A very nice and reasonable blog circulated in the past week gently suggesting a return to simpler observances for fanatics like me. The basic premise is: “Giving up your Diet Coke is nothing to turn your noses up.” It could have been written by my husband, who, when I told him that I was giving up my car for Lent, politely suggested that maybe a more reasonable plan would be to just give it up one day a week. A friend of mine summed it up this way: “you don’t have to give up enough to join the martyrs, just enough to notice.” I think there’s a good amount of truth to this. Resisting the urge to sip a coke, or open a browser tab for Facebook, or put the chocolate bar back in its place at the checkout line of the grocery store are like little pings, little twinges in our otherwise unchecked routine, little reminders to pause and recall the one we’re walking with, who gave up everything to travel beside us. I heartily commend this practice to your attention.

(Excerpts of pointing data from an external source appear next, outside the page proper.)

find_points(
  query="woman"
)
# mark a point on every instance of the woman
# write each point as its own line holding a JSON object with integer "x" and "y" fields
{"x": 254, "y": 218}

But, no amount of reasonable self-discipline can dislodge extreme Lenten measures from the prominent place they occupy in my heart. They are, after all, also at the heart of the story which we have inherited. The story of a people who rend their hearts, cry out for solemn assemblies, side with the hungry and the homeless and the naked and oppressed; they are full of great endurance, afflictions, hardships, calamities, beatings, imprisonments, riots, labors, sleepless nights, and hunger; full of purity, knowledge, patience, kindness, holiness of spirit, genuine love, truthful speech, and the power of God. And even if we can only live by one of these extremes for a single day, I think it does something to the shape of the rest of our life. Because failing at all of this is the point. The opposite of exercising our piety in public for the sake of being admired by others isn’t necessarily always exercising it in private instead, sometimes it is risking the chance to be seen playing the fool, being vulnerable, or getting used to the feeling of being picked back up again from where we’ve fallen down. So whether we’re going to fail at abstaining from Diet Coke or whether we’re going to fail at abstaining from driving our cars, let’s at least agree that we’re going to fail together. Because if we’re going to follow Jesus, we’d do well to get used to falling down. We’d do well to practice looking for the hand which will be there to lift us up again from the dust.